Labels vs. Personal Branding
My 2014 release “Stand Out!” provided 40 lessons I’ve learned about life and leadership. On one such topic, I begrudgingly accept the use of personal branding and wrote:
It is not enough to know who you are and what niche you might be able to fill at your company or in society generally. You also have to bend your reputation so that it matches your intended niche.
The power that comes with any reputation-building, brand-conscious activity can be both positive and negative, and a good leader looks to minimize those negative outcomes.
Your “brand” can reinforce your strengths and make them easier to identify in people’s minds when new opportunities come up. This is especially helpful if your strengths are unique at the company and are well-suited for those opportunities.
On the flip side, the brand can reinforce your weaknesses and limit your roles to that which you are already seen as doing well. That is when an actor becomes “typecast.” That is when your boss “pigeonholes” you as being a shy number-cruncher, and gives you assignments that fit that role – without giving you opportunities to grow and shine. In short, that is when a brand becomes something far worse – a label. That is, a short-hand excuse for those in a position to influence your career to decide that you will only be as good as your present skill set.

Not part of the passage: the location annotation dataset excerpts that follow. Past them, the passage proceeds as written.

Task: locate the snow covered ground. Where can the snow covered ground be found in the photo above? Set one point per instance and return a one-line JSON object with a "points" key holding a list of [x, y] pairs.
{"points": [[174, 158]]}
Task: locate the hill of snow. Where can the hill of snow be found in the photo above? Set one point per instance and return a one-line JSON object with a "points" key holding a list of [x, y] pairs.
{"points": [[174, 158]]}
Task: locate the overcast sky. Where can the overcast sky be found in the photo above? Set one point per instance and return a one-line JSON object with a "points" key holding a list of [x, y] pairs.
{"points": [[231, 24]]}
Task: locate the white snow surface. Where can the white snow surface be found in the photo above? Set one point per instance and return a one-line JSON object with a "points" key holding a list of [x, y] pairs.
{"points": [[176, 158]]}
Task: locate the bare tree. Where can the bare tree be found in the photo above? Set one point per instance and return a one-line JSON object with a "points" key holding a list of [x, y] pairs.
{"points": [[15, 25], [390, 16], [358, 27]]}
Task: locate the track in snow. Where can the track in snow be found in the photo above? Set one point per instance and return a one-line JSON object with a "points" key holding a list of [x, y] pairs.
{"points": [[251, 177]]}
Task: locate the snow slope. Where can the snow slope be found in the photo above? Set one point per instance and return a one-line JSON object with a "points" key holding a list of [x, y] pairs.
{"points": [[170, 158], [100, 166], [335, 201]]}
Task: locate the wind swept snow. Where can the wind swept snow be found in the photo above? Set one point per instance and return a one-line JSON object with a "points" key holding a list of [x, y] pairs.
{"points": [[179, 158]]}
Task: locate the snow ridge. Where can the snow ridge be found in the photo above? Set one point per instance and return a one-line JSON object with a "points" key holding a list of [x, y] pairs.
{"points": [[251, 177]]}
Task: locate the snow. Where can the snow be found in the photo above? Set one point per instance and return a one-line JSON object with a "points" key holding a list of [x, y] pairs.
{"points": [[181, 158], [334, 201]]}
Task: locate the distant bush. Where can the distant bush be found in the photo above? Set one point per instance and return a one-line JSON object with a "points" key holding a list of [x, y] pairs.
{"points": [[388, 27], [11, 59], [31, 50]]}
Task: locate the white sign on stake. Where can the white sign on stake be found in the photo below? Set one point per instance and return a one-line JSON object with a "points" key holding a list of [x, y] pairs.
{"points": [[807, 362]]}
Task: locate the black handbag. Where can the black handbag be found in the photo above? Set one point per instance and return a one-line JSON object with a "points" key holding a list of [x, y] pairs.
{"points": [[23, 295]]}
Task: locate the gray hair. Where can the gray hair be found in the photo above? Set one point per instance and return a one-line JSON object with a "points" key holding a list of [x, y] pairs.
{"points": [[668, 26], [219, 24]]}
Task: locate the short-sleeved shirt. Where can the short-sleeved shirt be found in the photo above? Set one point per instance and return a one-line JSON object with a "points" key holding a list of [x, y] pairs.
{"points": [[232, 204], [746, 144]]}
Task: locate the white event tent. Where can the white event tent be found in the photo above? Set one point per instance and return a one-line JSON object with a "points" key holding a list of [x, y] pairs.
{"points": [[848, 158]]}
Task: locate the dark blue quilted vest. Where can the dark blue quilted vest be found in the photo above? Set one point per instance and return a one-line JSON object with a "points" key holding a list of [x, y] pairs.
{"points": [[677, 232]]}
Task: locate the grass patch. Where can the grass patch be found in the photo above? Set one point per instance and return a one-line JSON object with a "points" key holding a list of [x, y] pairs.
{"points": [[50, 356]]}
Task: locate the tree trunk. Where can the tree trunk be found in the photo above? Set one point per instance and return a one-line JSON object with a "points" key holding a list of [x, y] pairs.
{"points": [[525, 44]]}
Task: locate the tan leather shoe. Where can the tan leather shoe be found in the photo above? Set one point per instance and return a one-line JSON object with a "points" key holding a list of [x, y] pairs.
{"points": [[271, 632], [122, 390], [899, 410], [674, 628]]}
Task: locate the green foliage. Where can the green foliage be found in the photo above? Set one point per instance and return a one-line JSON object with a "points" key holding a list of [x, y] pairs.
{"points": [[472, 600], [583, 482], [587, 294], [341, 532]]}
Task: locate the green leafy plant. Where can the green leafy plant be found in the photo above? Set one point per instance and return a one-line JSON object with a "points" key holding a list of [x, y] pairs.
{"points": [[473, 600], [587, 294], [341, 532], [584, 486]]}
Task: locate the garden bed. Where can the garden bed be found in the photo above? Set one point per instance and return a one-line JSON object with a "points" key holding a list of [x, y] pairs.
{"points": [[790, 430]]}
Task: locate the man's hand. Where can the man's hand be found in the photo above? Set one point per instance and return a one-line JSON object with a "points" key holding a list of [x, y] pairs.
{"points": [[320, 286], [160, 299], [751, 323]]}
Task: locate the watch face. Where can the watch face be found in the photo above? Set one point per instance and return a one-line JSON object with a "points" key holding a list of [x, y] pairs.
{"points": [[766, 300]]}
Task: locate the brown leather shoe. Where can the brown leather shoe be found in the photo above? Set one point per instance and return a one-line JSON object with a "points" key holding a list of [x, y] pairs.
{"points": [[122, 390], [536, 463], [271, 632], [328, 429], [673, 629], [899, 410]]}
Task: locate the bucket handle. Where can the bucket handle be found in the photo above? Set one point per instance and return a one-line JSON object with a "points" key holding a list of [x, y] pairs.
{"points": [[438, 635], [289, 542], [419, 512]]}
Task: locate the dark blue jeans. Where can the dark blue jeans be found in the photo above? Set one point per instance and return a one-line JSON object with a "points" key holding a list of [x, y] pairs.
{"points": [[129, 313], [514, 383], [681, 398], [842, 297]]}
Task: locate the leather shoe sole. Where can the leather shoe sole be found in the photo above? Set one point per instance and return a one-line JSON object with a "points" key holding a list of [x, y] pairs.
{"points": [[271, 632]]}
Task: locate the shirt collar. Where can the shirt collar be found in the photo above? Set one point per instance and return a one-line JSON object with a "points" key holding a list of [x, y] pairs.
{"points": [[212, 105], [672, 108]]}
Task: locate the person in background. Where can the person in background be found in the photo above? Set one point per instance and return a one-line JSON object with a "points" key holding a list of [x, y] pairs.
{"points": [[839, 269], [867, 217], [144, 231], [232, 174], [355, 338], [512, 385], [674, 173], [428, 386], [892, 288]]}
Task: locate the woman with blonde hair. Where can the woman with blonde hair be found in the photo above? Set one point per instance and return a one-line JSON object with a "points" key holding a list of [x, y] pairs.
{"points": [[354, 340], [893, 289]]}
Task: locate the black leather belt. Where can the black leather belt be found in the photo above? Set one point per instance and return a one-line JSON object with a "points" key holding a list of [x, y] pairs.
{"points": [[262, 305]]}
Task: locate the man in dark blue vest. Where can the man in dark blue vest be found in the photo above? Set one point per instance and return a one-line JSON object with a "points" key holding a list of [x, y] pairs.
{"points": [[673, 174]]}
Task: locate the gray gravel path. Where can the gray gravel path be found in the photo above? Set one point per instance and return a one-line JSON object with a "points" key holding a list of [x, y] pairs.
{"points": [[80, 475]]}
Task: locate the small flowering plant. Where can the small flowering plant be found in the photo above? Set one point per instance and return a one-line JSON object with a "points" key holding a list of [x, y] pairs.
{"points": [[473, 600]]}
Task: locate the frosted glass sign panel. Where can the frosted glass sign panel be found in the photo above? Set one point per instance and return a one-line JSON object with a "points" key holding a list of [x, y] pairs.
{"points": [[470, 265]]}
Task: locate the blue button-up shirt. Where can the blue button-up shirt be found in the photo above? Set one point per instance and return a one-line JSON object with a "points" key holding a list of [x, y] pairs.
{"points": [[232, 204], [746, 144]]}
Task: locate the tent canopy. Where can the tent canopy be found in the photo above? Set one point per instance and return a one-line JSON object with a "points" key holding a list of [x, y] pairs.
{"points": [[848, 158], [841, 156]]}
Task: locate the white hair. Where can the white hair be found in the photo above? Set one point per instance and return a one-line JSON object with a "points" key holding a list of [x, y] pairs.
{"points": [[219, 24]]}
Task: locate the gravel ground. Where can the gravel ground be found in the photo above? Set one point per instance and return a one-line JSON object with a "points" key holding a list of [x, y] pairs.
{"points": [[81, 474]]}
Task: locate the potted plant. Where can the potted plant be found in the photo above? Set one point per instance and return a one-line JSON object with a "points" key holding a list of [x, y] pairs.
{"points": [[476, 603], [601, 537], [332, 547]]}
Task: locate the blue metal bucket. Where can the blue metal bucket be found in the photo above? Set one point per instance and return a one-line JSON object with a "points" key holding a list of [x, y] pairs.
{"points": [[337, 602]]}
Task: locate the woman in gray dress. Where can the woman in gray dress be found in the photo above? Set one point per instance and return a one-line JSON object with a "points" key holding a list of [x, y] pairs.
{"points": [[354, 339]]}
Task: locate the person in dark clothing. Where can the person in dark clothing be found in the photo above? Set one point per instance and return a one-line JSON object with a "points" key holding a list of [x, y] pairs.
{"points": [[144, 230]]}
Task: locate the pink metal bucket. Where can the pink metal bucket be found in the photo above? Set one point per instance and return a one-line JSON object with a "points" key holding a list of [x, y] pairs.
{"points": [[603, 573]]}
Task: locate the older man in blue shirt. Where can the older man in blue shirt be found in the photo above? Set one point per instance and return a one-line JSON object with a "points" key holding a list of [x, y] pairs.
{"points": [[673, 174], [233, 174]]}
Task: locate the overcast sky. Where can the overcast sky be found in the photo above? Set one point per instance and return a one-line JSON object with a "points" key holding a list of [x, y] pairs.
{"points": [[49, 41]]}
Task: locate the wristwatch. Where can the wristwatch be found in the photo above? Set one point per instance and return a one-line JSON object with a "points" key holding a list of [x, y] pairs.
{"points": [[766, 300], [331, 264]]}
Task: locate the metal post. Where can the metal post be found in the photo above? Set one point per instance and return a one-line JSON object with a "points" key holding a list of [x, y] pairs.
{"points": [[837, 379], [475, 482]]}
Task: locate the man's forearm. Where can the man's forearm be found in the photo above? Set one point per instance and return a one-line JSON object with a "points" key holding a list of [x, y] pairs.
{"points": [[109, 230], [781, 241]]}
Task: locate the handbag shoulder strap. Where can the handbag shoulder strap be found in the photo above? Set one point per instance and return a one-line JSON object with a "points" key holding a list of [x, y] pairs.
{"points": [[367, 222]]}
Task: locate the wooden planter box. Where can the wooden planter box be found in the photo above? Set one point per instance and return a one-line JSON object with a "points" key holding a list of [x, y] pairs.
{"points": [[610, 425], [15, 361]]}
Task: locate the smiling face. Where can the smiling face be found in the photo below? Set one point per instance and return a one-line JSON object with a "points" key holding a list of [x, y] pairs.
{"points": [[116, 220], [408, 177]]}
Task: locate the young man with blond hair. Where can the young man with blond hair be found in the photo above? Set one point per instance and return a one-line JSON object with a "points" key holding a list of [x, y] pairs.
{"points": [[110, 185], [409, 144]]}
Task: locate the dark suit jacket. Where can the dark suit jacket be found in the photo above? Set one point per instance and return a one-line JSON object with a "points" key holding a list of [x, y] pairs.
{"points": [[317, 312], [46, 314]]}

Labels can be stifling to the more ambitious, to our inner leaders, as they close the door to certain opportunities that might present themselves. The last thing a true leader really wants is to become “labeled,” particularly when that label is as a “lone wolf” or “wanting too much to be liked” or when it is used to turn a perceived strength, such as being “too honest or encouraging” into a weakness such as “too close to staff.”
I guess what I’m saying is, you have to be careful to manage your brand, to protect its positive traits and remove anything that can prevent you from succeeding. The higher up the chain you go, the less it matters what you know or what you do, but more how you handle your relationships with superiors, peers, and staff. That’s why your brand, your ability to stand out, can help, as long as you don’t let yourself get labeled too easily as only being single-dimensional in your focus.
Look to build your weakness and guard against typecasting by playing into contradictions. If you’re thought of as an introvert, act more extroverted. If people perceived you as a social butterfly, work to gain credibility in subject matter and more nerdy things. Play with those contradictions without losing sight of your core branding.